What Ghulam Nabi Azad said about the Congress party and Rahul Gandhi is correct, and what the party said about him in response is equally correct, but the balance of blame favours Azad. That is because his criticism of the party and its leader is more important than the faults that the party has now found in him. The first is an analysis of the decay of an institution by a person who has known it well and for long, and has himself been party to that decline, and the second is about what prompted him to do it. Azad may have had less than honourable reasons and personal motives to leave the party, but his reasons and motives do not detract from the value of his criticism. He is not the first person to say that the Congress is held captive to the Gandhi family, that there is no democracy in the party, nor to blame Rahul Gandhi for the party’s decline over the last decade.

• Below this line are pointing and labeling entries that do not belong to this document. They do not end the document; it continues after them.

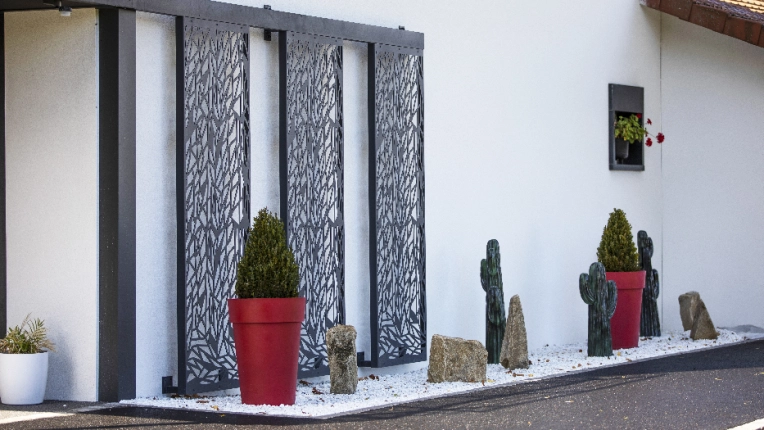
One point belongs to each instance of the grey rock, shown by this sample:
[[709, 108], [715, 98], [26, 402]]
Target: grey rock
[[702, 326], [688, 303], [343, 365], [514, 347], [454, 359]]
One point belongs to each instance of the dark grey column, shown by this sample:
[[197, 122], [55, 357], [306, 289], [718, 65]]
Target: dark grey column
[[3, 261], [116, 308]]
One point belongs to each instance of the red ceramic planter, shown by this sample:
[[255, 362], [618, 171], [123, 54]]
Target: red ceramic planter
[[624, 326], [266, 333]]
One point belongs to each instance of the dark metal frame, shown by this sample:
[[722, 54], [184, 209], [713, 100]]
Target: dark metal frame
[[327, 294], [117, 205], [623, 99], [374, 262], [225, 380]]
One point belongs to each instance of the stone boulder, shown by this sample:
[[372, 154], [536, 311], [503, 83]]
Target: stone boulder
[[454, 359], [514, 347], [702, 326], [343, 364], [688, 304]]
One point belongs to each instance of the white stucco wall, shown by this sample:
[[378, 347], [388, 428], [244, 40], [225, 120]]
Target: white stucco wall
[[516, 149], [713, 99], [52, 188], [156, 273]]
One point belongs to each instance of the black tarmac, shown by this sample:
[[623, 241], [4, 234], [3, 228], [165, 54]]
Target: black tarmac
[[712, 389]]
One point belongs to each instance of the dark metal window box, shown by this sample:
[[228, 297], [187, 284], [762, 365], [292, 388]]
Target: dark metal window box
[[625, 100]]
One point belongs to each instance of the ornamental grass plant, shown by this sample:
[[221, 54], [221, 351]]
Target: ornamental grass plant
[[617, 251], [268, 268], [31, 337]]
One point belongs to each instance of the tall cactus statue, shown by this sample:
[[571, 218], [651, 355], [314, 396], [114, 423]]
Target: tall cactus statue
[[495, 316], [650, 324], [601, 296]]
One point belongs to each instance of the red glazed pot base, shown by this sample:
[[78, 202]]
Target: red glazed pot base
[[266, 334], [624, 326]]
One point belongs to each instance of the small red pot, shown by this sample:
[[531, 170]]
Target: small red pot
[[266, 333], [624, 326]]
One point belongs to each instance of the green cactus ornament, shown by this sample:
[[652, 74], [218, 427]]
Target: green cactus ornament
[[495, 317], [650, 323], [601, 296]]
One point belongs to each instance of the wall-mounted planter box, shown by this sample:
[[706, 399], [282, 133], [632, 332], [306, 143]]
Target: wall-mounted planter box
[[624, 101]]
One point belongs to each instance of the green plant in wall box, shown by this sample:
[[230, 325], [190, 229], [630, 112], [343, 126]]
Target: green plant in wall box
[[631, 130], [268, 268], [31, 337], [617, 251]]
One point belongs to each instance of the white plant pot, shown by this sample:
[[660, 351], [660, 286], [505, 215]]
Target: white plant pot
[[23, 378]]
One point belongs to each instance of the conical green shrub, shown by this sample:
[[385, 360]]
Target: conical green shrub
[[617, 251], [268, 268]]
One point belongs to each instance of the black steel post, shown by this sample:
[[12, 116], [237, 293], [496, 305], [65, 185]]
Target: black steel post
[[283, 123], [180, 192], [116, 359], [373, 296], [3, 260]]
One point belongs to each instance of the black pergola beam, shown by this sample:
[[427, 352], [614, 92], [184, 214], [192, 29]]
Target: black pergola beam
[[116, 166], [270, 20]]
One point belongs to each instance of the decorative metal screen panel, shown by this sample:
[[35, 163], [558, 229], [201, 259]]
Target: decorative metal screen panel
[[213, 195], [396, 205], [312, 184]]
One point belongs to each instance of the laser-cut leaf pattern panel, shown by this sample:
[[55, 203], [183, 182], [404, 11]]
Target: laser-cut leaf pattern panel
[[396, 179], [215, 212], [312, 177]]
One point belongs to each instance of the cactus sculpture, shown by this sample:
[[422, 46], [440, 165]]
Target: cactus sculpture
[[601, 296], [650, 324], [490, 278]]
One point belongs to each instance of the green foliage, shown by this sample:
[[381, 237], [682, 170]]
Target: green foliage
[[617, 251], [31, 337], [629, 129], [267, 269]]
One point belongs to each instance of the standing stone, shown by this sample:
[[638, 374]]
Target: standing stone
[[688, 303], [454, 359], [343, 365], [702, 326], [514, 347]]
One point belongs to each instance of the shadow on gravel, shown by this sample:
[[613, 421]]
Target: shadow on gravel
[[498, 400]]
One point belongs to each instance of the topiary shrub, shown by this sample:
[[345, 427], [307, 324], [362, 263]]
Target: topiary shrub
[[268, 268], [617, 251]]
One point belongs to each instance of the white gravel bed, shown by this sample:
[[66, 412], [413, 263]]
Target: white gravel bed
[[314, 400]]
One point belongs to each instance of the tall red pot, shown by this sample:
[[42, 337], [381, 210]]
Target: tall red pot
[[624, 326], [266, 333]]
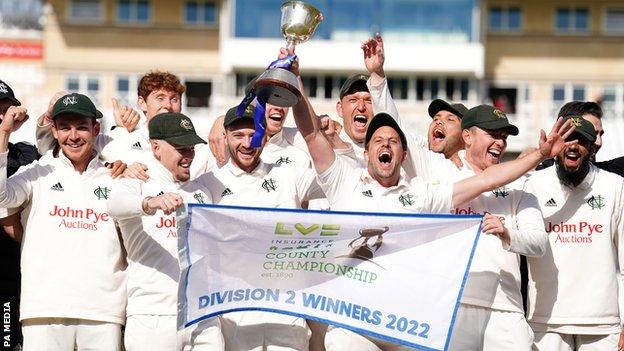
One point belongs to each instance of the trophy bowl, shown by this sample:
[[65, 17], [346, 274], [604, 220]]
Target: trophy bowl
[[278, 87], [299, 21]]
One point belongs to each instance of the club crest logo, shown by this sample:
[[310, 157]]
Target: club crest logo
[[596, 202], [186, 124], [500, 114], [101, 192], [576, 121], [269, 185], [500, 192], [70, 100]]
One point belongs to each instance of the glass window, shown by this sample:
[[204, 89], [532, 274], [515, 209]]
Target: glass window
[[358, 19], [578, 93], [434, 85], [198, 94], [85, 10], [562, 21], [465, 89], [191, 12], [133, 11], [495, 18], [558, 93], [514, 18], [505, 19], [73, 83], [608, 94], [200, 12], [614, 20], [572, 20]]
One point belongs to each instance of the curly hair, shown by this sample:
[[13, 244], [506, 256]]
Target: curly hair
[[156, 80]]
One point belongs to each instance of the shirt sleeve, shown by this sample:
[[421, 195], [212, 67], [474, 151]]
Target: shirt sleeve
[[420, 161], [528, 236], [16, 190], [335, 180], [307, 185], [126, 199]]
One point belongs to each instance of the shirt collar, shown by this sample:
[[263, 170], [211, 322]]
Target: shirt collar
[[259, 172], [366, 179]]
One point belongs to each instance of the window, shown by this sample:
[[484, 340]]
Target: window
[[198, 94], [572, 20], [200, 13], [505, 19], [88, 84], [398, 88], [133, 11], [86, 10], [578, 93], [614, 21]]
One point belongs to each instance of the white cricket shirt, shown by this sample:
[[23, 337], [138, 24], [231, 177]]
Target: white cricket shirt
[[575, 285], [72, 262]]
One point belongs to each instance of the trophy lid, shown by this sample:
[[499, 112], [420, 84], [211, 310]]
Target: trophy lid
[[299, 21]]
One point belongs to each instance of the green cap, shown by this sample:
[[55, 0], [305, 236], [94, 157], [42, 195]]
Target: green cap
[[383, 119], [230, 116], [354, 83], [174, 128], [76, 104], [584, 128], [438, 105], [488, 118]]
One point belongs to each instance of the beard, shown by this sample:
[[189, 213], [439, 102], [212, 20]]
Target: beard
[[572, 178]]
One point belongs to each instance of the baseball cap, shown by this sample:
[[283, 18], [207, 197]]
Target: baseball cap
[[438, 105], [174, 128], [488, 118], [7, 93], [354, 83], [584, 128], [76, 104], [231, 118], [383, 119]]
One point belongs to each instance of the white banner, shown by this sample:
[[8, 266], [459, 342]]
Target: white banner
[[397, 277]]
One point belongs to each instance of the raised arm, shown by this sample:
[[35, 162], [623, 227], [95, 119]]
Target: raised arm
[[505, 173], [308, 123]]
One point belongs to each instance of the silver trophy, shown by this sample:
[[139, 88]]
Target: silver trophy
[[279, 86]]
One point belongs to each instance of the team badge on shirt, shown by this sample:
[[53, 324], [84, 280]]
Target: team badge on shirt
[[269, 185], [101, 192], [199, 197], [226, 192], [283, 160], [406, 199], [500, 192], [596, 202]]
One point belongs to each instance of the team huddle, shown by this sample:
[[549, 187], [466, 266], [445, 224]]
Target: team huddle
[[96, 214]]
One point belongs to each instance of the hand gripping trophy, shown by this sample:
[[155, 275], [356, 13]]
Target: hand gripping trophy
[[277, 85]]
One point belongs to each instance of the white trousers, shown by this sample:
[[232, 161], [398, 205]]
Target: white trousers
[[569, 342], [159, 333], [340, 339], [264, 331], [69, 334], [479, 328]]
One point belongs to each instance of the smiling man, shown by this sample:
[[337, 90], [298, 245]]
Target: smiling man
[[148, 224], [73, 279], [573, 289], [247, 180]]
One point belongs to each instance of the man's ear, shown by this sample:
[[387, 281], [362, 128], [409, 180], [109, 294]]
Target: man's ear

None of the words like ‘coterie’, ‘sycophants’, ‘remote control’ and ‘proxies’ that Azad used may be out of place about the party’s enclosed world at the top, although Azad, unsurprisingly, did not see or acknowledge that reality when he himself was part of that charmed circle, which he was for very long, and was enjoying its benefits.
Also Read | The Congress presidency: Death by delay
Azad may have concentrated his fire on an individual for personal reasons, not least to please his newfound friend across the political divide. But many others who have left the party or may leave it have the same personal reasons, too, and that makes it a common ground. Most of them have held key positions in the party. When they vote with their feet, the party does not get stronger. A good section of the ‘G-23’ group that asked some questions has left and some more may go. That only shows the party’s inability to absorb dissent.
The crisis in the Congress, however, is bigger than the crisis of leadership that was known without Azad’s saying. The party is not clear about its ideology, it is confused about its strategies, and there is no consultative process on important issues. All this has to be seen in the bitterly competitive and hostile space it finds itself in when the room for its functioning is increasingly shrinking. These have to be addressed, but it has to first settle the leadership issue to be able to tackle the larger political challenge. It has set the election process rolling and a new president is expected to be in place in October. It has, in that process, a chance to reply to Azad and others and to make a statement about itself.